By Daniel Hunter

Businesses plan to cut back on capital investment in response to growing concerns about the economic outlook according to the latest ICAEW/Grant Thornton UK Business Confidence Monitor (BCM).

With the Confidence Index pointing to a double-dip recession, the report gives little comfort to government as it seeks to drive growth in the UK economy.

Key findings for Q1 2012 show:-

- Business investment is important for future growth however firms are reining in plans for capital investment;

- Job creation plans remain subdued, though SMEs are more likely than larger companies to take on people in the next 12 months;

- Nearly a fifth of businesses (19%) have above normal stock levels probably due to a lack of customer demand and over half of businesses are operating below capacity;

- The BCM Confidence Index has steadied from -9.7 in Q4 2011 to -9.3. This compares to +8.1 in Q3 2011 and shows the massive fall in confidence that businesses experienced over the last six months;

- Salary expectations for 2012 are depressed with businesses predicting modest increases of up to 2% - more unwelcome news for the squeezed consumer.

“This survey shows that businesses are responding to concerns about the economic outlook by cutting back on investment in equipment and people," Michael Izza, Chief Executive of ICAEW, said.

"This is at a time when Government desperately needs businesses to be growing.

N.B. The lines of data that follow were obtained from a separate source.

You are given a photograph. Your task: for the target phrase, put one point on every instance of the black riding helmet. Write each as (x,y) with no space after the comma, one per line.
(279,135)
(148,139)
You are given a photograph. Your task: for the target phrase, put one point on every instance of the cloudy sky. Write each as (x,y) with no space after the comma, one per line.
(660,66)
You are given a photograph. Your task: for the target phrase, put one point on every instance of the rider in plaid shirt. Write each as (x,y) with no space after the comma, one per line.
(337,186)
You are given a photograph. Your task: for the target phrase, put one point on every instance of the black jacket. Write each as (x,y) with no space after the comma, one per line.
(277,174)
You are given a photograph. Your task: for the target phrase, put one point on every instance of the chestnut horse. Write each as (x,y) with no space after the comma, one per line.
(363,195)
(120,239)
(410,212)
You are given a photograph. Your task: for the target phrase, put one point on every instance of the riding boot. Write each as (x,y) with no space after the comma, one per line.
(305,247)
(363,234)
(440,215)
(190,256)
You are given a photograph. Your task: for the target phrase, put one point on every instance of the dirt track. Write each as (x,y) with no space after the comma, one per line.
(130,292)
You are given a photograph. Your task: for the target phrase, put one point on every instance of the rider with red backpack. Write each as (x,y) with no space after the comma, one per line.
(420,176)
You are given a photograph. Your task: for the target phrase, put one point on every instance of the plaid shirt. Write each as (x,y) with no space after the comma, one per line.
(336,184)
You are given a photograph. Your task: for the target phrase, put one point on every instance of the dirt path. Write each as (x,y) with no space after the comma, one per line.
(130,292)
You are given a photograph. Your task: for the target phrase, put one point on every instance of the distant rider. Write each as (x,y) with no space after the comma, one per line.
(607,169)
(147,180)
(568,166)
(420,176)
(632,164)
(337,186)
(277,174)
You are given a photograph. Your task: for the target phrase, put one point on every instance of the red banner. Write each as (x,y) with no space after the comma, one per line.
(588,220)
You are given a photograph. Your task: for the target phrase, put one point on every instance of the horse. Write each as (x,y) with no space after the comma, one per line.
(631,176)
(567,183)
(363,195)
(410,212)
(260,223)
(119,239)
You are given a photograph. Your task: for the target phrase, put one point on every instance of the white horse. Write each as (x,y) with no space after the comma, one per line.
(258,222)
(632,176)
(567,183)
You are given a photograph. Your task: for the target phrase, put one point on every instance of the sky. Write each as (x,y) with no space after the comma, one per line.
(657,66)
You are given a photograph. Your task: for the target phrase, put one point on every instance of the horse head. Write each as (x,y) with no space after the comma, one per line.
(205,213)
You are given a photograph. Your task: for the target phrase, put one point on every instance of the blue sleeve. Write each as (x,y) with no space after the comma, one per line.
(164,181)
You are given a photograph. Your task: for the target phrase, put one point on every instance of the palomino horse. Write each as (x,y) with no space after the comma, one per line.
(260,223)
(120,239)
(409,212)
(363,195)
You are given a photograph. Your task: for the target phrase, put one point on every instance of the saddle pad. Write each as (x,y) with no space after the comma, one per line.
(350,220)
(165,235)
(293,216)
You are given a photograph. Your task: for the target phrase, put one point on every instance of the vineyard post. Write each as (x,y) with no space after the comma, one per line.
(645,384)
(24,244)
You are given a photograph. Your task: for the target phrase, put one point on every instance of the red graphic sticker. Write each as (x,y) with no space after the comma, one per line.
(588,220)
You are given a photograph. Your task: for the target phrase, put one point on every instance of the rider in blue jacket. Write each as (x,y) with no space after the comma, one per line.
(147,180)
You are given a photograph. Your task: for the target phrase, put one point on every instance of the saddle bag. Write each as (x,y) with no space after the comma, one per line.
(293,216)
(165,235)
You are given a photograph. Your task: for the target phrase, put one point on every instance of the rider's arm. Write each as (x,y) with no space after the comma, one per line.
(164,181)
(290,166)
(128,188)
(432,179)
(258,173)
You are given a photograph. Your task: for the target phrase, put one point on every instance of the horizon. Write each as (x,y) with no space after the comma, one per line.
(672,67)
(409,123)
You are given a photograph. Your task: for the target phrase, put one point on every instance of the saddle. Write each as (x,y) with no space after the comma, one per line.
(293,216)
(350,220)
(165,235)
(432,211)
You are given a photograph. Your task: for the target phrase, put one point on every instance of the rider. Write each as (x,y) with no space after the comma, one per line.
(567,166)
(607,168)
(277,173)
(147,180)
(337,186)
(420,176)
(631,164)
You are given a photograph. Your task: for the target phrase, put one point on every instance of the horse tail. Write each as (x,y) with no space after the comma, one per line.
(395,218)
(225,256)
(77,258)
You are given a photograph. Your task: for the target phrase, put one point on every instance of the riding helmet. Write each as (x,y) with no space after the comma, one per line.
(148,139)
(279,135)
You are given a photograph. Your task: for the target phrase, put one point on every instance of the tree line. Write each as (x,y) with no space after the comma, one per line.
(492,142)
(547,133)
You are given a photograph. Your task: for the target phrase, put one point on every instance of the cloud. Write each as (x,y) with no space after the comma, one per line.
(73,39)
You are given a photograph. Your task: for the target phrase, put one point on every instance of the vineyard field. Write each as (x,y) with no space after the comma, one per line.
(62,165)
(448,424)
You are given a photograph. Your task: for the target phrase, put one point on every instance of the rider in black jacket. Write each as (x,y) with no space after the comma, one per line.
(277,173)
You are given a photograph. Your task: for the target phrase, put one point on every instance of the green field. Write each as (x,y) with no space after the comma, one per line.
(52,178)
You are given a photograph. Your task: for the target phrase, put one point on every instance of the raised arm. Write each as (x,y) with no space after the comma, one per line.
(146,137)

At the moment, it is hard to see where this growth will come from and the Chancellor needs to use the forthcoming budget to give businesses reasons to be more confident about the future — and unlock potential investments.”

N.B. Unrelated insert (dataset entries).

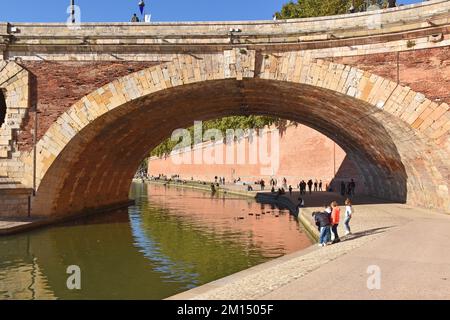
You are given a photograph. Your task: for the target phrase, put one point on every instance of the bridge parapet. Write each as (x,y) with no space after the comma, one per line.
(430,18)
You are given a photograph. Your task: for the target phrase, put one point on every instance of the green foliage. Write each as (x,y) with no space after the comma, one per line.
(298,9)
(316,8)
(223,124)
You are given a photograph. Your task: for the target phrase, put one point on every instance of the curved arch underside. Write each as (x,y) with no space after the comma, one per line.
(95,168)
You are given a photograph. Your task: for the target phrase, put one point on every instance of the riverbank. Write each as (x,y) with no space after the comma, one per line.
(411,267)
(285,201)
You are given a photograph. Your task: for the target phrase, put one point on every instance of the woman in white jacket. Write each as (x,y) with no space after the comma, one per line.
(348,216)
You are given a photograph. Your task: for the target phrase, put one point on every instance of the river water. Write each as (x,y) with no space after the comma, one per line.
(172,240)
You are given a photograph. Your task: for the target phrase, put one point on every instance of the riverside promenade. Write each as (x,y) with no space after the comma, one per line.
(409,246)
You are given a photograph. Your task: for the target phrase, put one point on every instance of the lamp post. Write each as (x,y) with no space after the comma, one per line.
(72,10)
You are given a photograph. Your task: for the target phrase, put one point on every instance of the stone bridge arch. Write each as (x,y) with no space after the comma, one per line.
(397,137)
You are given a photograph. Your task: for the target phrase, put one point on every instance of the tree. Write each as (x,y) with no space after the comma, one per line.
(317,8)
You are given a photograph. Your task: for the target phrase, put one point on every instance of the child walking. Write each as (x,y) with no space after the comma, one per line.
(348,216)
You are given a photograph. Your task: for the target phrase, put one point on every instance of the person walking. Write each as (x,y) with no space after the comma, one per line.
(342,188)
(310,183)
(348,216)
(134,18)
(323,223)
(335,215)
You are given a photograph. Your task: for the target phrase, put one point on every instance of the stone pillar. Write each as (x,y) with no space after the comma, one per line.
(4,39)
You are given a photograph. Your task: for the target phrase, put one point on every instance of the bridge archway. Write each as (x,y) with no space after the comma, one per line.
(87,159)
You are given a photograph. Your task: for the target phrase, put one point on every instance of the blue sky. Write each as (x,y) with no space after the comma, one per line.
(161,10)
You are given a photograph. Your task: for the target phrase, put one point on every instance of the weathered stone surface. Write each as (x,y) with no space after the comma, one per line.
(104,103)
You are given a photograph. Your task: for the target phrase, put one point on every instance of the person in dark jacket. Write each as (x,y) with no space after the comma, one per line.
(322,220)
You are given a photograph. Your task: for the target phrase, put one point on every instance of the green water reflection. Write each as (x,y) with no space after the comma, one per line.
(168,242)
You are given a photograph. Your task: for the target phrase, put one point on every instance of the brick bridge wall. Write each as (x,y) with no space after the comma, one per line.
(57,85)
(303,154)
(89,148)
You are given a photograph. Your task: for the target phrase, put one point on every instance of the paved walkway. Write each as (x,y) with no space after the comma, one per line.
(410,246)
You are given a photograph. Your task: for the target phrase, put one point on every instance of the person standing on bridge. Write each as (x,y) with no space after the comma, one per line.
(134,18)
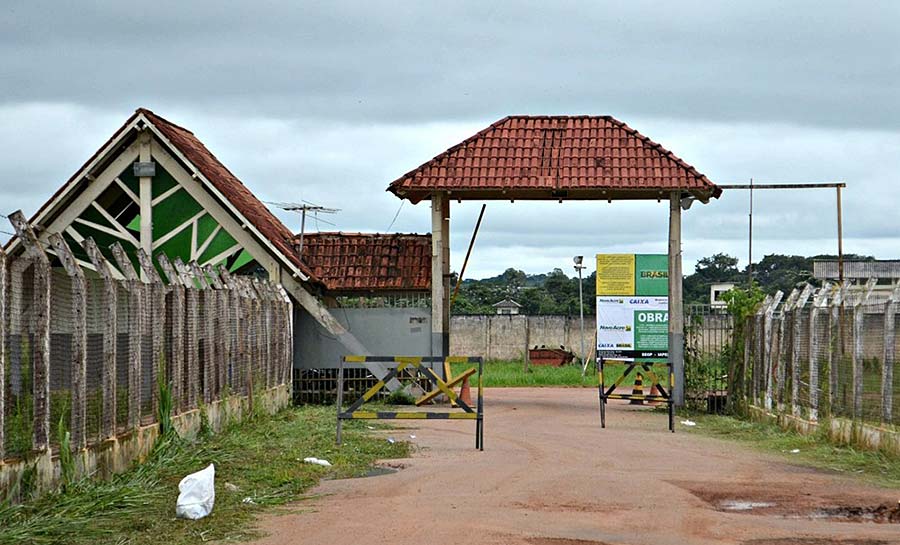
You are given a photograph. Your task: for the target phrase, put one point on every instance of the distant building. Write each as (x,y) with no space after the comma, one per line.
(716,291)
(507,306)
(885,272)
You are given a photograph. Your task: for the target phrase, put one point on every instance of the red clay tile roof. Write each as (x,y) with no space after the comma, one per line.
(595,157)
(348,262)
(230,187)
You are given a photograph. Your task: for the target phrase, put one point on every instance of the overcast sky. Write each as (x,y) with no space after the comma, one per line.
(331,101)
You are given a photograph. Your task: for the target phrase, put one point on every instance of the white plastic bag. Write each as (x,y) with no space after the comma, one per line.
(197,493)
(317,461)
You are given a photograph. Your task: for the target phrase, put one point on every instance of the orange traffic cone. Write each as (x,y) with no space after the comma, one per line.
(465,395)
(638,390)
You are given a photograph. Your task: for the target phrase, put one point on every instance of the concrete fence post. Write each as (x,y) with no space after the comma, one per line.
(887,370)
(192,334)
(768,342)
(41,346)
(783,356)
(176,328)
(156,300)
(3,326)
(797,346)
(136,307)
(819,302)
(836,343)
(859,313)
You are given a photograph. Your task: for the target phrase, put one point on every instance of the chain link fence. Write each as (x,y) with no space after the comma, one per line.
(84,353)
(825,352)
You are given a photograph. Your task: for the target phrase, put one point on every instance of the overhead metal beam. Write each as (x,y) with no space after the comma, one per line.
(829,185)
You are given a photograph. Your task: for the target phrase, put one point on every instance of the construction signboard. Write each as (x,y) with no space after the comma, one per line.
(632,306)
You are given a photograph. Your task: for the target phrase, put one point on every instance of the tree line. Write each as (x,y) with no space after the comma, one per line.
(557,293)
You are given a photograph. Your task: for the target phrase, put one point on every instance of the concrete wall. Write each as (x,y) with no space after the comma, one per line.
(497,336)
(383,331)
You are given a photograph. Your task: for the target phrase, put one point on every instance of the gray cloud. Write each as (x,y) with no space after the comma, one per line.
(817,63)
(331,101)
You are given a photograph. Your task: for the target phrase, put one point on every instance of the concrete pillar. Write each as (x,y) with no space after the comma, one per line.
(440,274)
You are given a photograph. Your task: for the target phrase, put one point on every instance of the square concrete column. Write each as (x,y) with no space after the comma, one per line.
(676,308)
(440,274)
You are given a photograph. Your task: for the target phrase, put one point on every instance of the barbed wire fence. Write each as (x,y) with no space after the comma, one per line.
(85,353)
(826,352)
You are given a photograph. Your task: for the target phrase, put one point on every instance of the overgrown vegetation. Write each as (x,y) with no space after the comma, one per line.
(742,304)
(262,458)
(814,450)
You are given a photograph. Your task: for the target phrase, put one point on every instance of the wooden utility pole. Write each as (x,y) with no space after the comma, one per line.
(676,308)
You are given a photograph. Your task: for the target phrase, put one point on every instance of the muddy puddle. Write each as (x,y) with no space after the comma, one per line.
(379,470)
(782,500)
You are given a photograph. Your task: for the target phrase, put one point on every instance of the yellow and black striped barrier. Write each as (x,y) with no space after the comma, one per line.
(440,386)
(637,395)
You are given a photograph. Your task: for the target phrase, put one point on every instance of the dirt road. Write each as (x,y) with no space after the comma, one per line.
(550,476)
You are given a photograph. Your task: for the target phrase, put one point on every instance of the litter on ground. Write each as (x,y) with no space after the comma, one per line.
(317,461)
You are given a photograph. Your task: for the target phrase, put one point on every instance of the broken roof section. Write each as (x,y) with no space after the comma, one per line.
(555,157)
(200,210)
(369,262)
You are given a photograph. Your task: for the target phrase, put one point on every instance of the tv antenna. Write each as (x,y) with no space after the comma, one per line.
(302,208)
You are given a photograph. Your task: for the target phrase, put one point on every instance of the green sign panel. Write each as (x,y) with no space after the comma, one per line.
(651,274)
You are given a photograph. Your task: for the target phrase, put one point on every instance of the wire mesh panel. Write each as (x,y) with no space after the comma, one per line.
(842,360)
(61,355)
(819,350)
(148,310)
(82,351)
(123,355)
(801,360)
(96,329)
(894,387)
(872,352)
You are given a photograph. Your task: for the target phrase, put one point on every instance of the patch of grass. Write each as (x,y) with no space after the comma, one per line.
(814,450)
(263,457)
(511,373)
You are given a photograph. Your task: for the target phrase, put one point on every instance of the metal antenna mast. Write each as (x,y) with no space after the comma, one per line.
(304,207)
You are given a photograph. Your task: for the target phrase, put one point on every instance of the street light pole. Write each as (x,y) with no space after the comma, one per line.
(578,267)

Grant Thornton CEO, Scott Barnes said the main concern is that international demand will remain low as unemployment rises.

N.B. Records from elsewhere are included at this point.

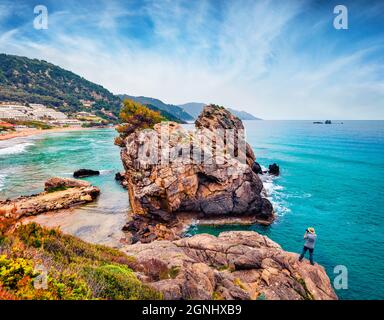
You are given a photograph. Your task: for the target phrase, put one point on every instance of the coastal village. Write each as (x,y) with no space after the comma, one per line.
(16,116)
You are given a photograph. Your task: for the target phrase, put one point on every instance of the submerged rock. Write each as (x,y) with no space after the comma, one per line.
(60,193)
(235,265)
(82,173)
(274,169)
(160,188)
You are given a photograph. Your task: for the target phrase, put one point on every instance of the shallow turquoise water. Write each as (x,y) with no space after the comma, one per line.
(331,179)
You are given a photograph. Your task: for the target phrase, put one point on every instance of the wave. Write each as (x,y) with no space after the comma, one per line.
(18,148)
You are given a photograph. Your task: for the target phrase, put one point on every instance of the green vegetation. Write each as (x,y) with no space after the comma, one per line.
(74,269)
(37,81)
(133,116)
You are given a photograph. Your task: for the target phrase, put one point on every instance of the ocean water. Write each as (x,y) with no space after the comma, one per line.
(331,179)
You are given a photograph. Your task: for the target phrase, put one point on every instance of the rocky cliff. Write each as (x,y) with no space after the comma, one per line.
(235,265)
(207,173)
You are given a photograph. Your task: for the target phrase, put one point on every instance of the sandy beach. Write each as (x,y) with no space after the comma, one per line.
(31,132)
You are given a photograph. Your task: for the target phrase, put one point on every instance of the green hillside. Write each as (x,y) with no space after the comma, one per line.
(37,81)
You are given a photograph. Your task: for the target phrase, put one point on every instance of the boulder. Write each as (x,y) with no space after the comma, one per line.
(61,193)
(274,169)
(81,173)
(235,265)
(256,168)
(166,179)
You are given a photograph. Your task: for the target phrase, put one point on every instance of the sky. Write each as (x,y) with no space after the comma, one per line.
(274,59)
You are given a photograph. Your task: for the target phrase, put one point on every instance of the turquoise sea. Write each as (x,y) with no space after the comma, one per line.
(331,178)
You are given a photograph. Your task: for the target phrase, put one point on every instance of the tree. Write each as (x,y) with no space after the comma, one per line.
(134,116)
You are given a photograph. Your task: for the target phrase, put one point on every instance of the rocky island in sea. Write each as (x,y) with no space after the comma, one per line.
(157,260)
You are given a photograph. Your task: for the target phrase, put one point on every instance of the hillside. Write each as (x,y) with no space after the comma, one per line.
(194,109)
(165,114)
(37,81)
(176,111)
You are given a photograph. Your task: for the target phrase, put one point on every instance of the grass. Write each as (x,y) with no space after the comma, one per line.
(73,268)
(58,188)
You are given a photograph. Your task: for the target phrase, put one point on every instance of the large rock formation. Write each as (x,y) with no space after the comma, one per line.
(206,173)
(235,265)
(60,193)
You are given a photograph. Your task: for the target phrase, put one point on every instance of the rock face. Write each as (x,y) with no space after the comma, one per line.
(235,265)
(60,193)
(165,179)
(274,169)
(81,173)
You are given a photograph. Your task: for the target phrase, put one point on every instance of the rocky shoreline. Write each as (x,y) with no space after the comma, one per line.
(167,198)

"The key performance indicators in the BCM remain weak and the concern for business is that domestic and international demand will remain low as we see unemployment continue to rise in 2012 and wages remain static," he said.

"However these figures are not as bad as anticipated and many of the companies surveyed are predicting at least some growth. They need greater certainty in domestic and global markets before they opt for a more expansive path."

UK technically in recession

The Business Confidence Index has been a close predictor of GDP growth in the eight years of its existence. Recent GDP figures show a contraction of -0.2% for Q4 2011 and, using the Index, another contraction of -0.2% is predicted for Q1 2012, suggesting that the UK economy is again in recession. The levelling out of confidence in this quarter does however indicate that this second recession will not be as deep.

Limited employment and salary growth

Expected salary growth for the next year continues to fall. The average total salary is to only increase by 1.1%. With the effects of inflation, it will feel like a pay squeeze for the majority of employees. The labour market rate of growth in the private sector will not be strong enough to prevent unemployment rising in 2012 — Government is relying on the private sector to pick-up public sector job losses. On a positive note, SMEs will be the main drivers of job creation with a headcount increase of 1.8% predicted for the next 12 months. This compares to only 0.5% by large companies.

London confidence falls most in 12 months

Despite the forthcoming Olympics being hosted in the capital, London has experienced the biggest drop in confidence in the last 12 months. Uncertainty in the financial services sector and potential regulatory changes have had an impact. The IT & Communications sector is faring better than any other and reported a fourth consecutive quarter in positive territory.